Azazel arched an eyebrow. “No. Are you seriously asking me that?”

I glanced down at the tarot cards, still in their layout. They looked normal and undisturbed, despite the fact their owner had been executed. “Should we use these cards?”

Azazel picked one up. “I don’t know how to use tarot cards.” She studied the card and then held it up to me. “The Lovers. Do you think Agnes was right originally, when I met her in Italy? That you and I were the lovers?”

I squeezed her against me and kissed her temple. “Well, I do love you. Madly.”

“Madly is right,” she said. “We’re both completely nuts.” She grinned at me.”And I love you too.”

Which was amazing. Even now, I was awed and floored by the fact that she could love me, even though I definitely didn’t deserve it. I took the card from her. “There’s always been this undeniable attraction between us, no matter what happened. Do you think it was Darkness? Did we have a choice?”

“Does anyone have a choice in love?” Azazel asked. “Does anyone decide who they’re going to fall in love with?”

She had a point. Falling in love wasn’t like shopping for the best television set. You didn’t read reviews and weigh options. It just…happened. “But our love has been so…”

“Turbulent? Violent?
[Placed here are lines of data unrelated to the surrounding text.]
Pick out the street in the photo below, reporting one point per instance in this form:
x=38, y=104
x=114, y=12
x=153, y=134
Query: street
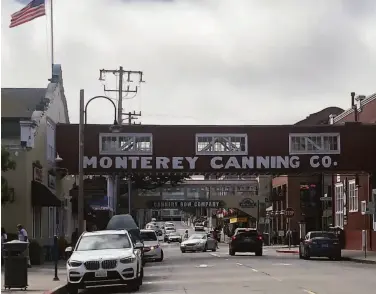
x=217, y=272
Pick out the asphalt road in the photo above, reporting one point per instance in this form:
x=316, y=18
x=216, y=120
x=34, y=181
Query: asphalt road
x=217, y=272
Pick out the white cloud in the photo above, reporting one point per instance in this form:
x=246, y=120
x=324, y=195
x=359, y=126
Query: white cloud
x=205, y=61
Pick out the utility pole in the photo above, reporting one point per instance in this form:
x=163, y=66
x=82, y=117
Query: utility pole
x=124, y=75
x=131, y=116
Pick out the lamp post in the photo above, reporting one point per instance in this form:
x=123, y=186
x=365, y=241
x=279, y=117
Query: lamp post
x=115, y=128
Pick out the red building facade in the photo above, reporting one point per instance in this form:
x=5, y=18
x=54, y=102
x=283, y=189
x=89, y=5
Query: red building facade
x=351, y=192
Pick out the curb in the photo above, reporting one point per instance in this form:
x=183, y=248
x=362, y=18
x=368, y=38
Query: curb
x=357, y=260
x=62, y=289
x=287, y=251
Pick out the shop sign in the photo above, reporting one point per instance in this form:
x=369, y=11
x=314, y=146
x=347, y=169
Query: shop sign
x=247, y=203
x=183, y=204
x=37, y=174
x=51, y=181
x=217, y=162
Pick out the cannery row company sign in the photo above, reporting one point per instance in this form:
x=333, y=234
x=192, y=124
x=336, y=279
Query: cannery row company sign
x=178, y=163
x=185, y=204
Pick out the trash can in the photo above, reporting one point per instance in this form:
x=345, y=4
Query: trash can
x=340, y=234
x=15, y=264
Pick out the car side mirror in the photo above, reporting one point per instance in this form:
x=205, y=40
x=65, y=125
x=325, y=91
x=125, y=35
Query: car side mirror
x=68, y=251
x=138, y=245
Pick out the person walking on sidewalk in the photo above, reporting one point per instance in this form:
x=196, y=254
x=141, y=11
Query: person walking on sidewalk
x=23, y=236
x=4, y=239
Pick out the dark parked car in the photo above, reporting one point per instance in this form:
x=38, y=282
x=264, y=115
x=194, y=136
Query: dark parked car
x=126, y=221
x=320, y=244
x=246, y=240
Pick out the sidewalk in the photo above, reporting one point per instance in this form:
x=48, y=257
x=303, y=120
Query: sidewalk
x=350, y=255
x=358, y=256
x=40, y=279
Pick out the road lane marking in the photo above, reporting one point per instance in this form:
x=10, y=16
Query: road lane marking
x=309, y=292
x=215, y=254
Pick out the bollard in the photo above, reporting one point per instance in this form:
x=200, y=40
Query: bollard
x=56, y=257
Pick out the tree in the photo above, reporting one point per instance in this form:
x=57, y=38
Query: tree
x=7, y=163
x=153, y=182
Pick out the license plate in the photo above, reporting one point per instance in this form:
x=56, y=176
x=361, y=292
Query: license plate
x=101, y=274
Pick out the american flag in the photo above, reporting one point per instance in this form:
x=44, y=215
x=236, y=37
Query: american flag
x=34, y=9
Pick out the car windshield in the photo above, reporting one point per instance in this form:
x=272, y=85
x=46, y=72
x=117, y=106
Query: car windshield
x=100, y=242
x=197, y=236
x=148, y=236
x=323, y=235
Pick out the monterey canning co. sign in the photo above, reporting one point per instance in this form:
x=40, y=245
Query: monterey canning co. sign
x=216, y=163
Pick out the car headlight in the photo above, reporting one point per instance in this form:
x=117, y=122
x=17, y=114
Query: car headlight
x=74, y=263
x=130, y=259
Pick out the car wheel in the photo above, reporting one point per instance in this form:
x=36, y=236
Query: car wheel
x=72, y=289
x=306, y=254
x=205, y=248
x=161, y=258
x=300, y=254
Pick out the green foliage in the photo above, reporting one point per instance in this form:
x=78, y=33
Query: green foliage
x=7, y=163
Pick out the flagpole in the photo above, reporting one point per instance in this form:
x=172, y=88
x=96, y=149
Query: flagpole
x=52, y=37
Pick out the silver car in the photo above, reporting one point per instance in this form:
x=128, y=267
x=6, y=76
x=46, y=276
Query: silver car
x=199, y=242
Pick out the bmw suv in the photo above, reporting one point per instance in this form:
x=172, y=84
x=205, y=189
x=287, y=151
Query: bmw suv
x=104, y=258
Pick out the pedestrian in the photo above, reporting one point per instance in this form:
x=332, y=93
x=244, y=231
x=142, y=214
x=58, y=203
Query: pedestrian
x=23, y=236
x=4, y=239
x=74, y=238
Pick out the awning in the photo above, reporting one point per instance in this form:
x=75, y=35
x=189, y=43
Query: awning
x=42, y=196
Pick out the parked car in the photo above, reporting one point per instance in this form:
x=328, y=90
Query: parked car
x=199, y=227
x=104, y=258
x=126, y=222
x=168, y=231
x=152, y=248
x=246, y=240
x=320, y=244
x=174, y=237
x=198, y=242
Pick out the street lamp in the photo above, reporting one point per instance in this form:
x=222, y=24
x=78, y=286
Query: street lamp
x=115, y=128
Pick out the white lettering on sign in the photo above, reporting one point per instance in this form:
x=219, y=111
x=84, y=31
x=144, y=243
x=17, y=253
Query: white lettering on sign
x=216, y=162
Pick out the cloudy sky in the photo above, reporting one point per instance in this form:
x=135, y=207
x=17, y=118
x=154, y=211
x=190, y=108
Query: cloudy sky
x=204, y=61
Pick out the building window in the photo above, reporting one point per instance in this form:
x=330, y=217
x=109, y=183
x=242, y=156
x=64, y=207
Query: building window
x=374, y=203
x=216, y=144
x=353, y=197
x=126, y=144
x=339, y=205
x=320, y=143
x=37, y=222
x=50, y=140
x=51, y=221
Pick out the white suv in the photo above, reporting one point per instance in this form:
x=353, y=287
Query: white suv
x=104, y=258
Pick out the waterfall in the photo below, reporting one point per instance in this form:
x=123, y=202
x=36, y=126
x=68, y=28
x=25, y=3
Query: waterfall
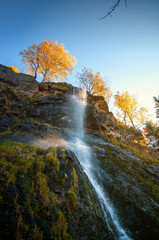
x=78, y=145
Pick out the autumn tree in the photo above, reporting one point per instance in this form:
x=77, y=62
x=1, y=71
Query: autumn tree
x=30, y=56
x=157, y=106
x=151, y=131
x=131, y=111
x=93, y=83
x=16, y=70
x=50, y=59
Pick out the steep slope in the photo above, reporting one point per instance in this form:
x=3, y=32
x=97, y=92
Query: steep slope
x=44, y=117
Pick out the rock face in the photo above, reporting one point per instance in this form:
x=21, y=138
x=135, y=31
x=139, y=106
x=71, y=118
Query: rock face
x=24, y=84
x=45, y=195
x=99, y=118
x=44, y=118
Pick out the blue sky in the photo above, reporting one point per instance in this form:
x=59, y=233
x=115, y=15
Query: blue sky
x=124, y=47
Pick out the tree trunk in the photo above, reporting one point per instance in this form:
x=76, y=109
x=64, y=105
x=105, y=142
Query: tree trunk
x=132, y=122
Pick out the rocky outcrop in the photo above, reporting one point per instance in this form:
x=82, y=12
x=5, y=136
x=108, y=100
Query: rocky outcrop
x=99, y=118
x=24, y=84
x=45, y=195
x=45, y=119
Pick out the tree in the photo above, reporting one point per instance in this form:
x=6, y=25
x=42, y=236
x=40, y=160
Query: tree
x=129, y=106
x=113, y=8
x=30, y=56
x=151, y=131
x=93, y=83
x=16, y=70
x=50, y=59
x=157, y=106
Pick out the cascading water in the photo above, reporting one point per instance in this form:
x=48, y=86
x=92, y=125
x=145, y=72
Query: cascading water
x=85, y=155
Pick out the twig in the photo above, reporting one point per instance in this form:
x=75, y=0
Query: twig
x=113, y=8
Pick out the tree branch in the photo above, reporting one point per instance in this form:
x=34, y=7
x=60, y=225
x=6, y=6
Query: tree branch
x=113, y=8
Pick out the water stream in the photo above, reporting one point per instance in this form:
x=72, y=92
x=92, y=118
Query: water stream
x=86, y=157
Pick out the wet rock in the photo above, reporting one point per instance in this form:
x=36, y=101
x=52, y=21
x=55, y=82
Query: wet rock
x=23, y=83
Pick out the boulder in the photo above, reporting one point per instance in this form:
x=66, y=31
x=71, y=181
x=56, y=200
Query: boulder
x=22, y=83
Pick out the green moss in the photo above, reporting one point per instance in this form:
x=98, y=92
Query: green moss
x=59, y=228
x=74, y=180
x=52, y=158
x=72, y=200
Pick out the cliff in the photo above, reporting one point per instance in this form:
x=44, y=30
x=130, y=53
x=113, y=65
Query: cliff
x=45, y=194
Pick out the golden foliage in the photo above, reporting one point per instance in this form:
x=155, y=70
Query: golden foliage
x=50, y=59
x=94, y=83
x=128, y=104
x=14, y=69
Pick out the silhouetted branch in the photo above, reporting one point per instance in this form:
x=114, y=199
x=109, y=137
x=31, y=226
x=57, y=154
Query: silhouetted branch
x=113, y=8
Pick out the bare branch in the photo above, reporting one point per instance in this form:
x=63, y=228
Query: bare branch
x=113, y=8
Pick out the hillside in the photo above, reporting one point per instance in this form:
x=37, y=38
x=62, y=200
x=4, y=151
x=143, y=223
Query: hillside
x=47, y=189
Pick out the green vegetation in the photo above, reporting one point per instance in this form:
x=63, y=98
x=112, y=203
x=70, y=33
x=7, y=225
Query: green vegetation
x=33, y=204
x=72, y=200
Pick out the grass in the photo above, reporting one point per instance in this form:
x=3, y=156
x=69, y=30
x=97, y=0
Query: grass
x=31, y=170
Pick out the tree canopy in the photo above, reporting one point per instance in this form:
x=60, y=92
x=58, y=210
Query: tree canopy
x=93, y=83
x=157, y=106
x=131, y=111
x=50, y=59
x=16, y=70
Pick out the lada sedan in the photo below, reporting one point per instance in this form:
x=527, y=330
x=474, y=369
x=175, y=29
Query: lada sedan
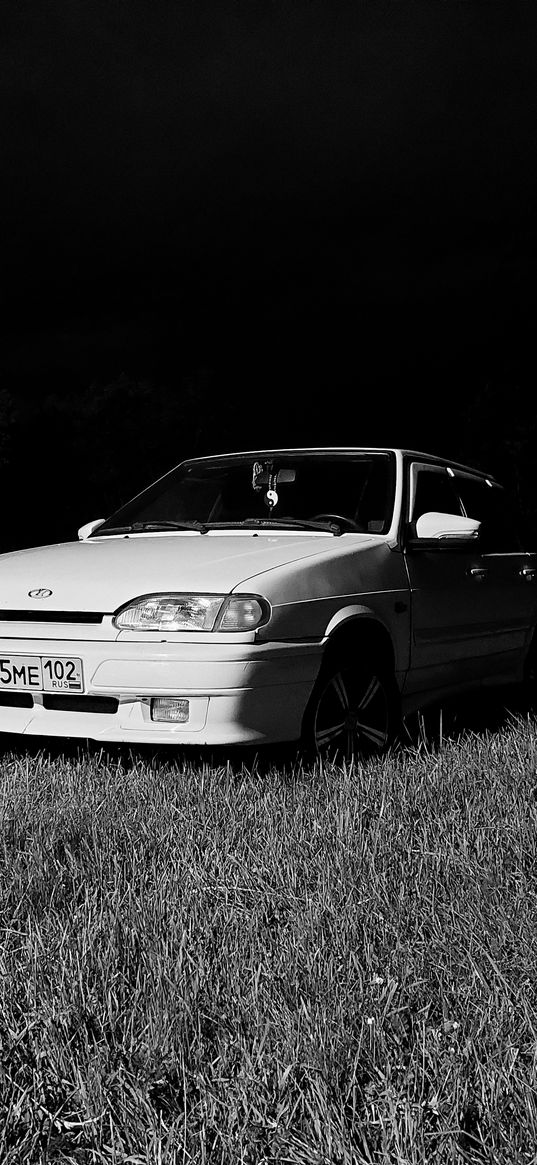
x=303, y=594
Unhealthy?”

I snorted. “All of that.” I tapped the tarot card against the palm of my hand. “I get that falling in love is a force that you sometimes can’t fight against. But staying in love is different. And if we saw what we were doing to each other and the world, shouldn’t we have made a different choice then?”

“Maybe,” said Azazel. “I did try to leave you.”
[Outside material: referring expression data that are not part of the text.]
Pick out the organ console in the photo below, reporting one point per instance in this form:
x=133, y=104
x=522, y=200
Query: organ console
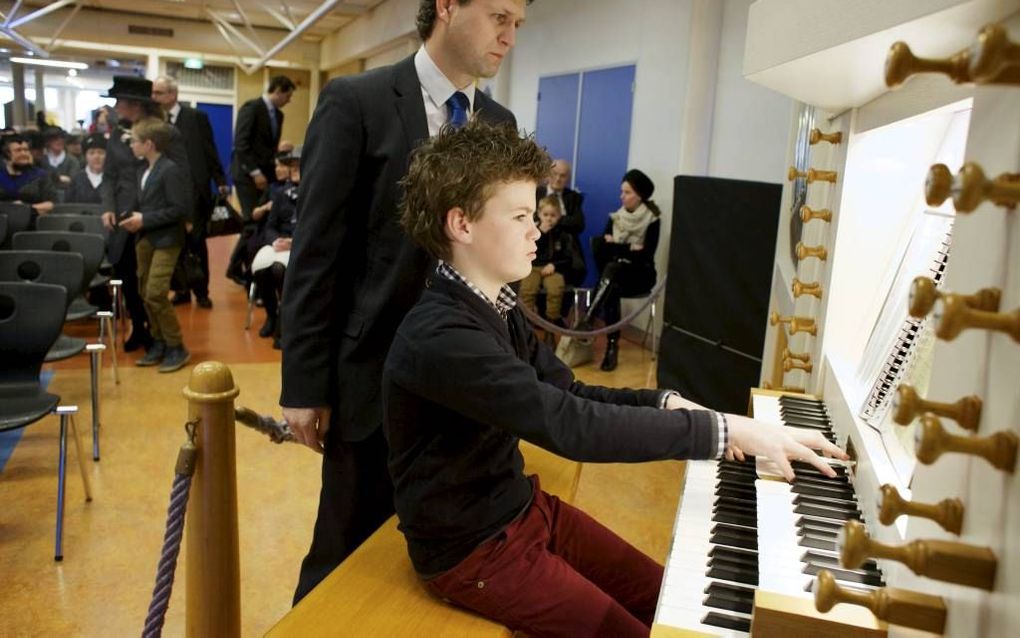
x=748, y=548
x=945, y=560
x=817, y=136
x=970, y=188
x=898, y=606
x=947, y=512
x=808, y=213
x=811, y=175
x=931, y=441
x=907, y=406
x=819, y=252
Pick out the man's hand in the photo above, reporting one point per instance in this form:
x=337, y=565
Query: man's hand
x=309, y=426
x=780, y=444
x=132, y=224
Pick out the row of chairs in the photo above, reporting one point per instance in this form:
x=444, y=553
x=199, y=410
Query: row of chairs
x=43, y=277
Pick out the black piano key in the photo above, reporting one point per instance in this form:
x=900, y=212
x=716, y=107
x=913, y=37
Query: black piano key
x=726, y=622
x=846, y=576
x=814, y=556
x=730, y=604
x=748, y=577
x=730, y=591
x=733, y=541
x=817, y=543
x=826, y=512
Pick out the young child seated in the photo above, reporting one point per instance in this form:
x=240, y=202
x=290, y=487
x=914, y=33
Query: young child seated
x=551, y=261
x=466, y=380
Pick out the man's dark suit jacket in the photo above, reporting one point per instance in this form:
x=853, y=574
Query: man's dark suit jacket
x=353, y=273
x=202, y=156
x=573, y=217
x=163, y=204
x=254, y=144
x=120, y=179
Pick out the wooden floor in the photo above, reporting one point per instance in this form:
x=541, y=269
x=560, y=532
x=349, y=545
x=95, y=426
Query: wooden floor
x=111, y=545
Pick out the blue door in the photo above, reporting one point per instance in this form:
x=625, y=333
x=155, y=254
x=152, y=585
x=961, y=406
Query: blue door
x=221, y=118
x=556, y=125
x=603, y=148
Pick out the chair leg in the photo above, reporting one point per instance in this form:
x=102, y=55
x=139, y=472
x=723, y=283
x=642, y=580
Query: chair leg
x=61, y=472
x=251, y=305
x=95, y=350
x=106, y=319
x=81, y=459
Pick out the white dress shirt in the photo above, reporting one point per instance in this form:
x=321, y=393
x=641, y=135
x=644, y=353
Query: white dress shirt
x=436, y=90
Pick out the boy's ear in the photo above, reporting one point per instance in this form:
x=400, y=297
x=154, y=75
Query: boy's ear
x=458, y=227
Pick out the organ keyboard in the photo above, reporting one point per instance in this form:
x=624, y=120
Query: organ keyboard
x=741, y=528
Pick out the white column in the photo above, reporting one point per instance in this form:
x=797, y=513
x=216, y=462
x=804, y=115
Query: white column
x=17, y=80
x=699, y=102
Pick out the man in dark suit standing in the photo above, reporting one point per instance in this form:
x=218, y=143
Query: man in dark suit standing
x=256, y=136
x=353, y=274
x=571, y=203
x=203, y=160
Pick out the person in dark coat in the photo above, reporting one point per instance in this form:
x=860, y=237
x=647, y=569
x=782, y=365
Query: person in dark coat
x=203, y=161
x=86, y=187
x=353, y=273
x=256, y=137
x=120, y=189
x=625, y=255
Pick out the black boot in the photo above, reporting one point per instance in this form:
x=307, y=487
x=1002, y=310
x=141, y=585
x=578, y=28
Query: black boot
x=612, y=350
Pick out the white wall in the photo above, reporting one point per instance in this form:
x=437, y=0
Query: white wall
x=750, y=123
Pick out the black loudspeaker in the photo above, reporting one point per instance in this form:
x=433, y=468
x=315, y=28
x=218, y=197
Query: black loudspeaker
x=706, y=373
x=721, y=253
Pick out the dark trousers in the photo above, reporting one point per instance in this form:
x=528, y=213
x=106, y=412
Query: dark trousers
x=356, y=498
x=195, y=245
x=126, y=272
x=557, y=572
x=248, y=196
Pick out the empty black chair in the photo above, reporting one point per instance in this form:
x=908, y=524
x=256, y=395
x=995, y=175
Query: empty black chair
x=31, y=316
x=78, y=208
x=91, y=247
x=64, y=270
x=19, y=217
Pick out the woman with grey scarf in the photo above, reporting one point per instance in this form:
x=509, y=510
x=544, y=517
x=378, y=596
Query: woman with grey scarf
x=625, y=254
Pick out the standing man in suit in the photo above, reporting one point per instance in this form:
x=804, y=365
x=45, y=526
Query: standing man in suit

“I did too,” I said. “I’ve been gone for five years.”

“You think the Darkness is forcing us to stay in love?”

“I think…” I wasn’t sure how to put it. “I think when all of this is over, if it ever is over, I want to know what it’s like to be together without the world falling apart every three seconds or someone wanting us dead. I think we always spent so much time on the defensive that even when there wasn’t anything threatening us, we were looking for threats. I think that’s why we were always so jealous. Well, I shouldn’t speak for you. I think that’s why I was.”

Azazel put her arms around me. “I think we were young. I think now that we’re older, we realize that, more than anyone else, we can trust the other.” She gazed up at me. “Don’t ever question how much I adore you. I would never consciously hurt you.”

I brushed a strand of hair out of her face. “And I’ve always wanted you to be safe and happy. You’re the reason I do everything.”

She raised herself up on her tiptoes, grinning, and put her lips against mine.

This wasn’t one of those crazed, passionate kisses that made me feel as if I were turning inside out. Instead it was sweet and comforting. But somehow it was even more intense, as if our bodies were melding into each other. I could feel how we were connected, and how much we supported each other. I could feel our love tingling through my limbs. And, even though there was no desperation, the whole world seemed to disappear, and there was nothing left except me and her. I felt right. I felt at one. And when her lips softly disengaged from mine, I kept my eyes closed for a second, just savoring the feeling.

And when I opened them, Azazel was nowhere in sight.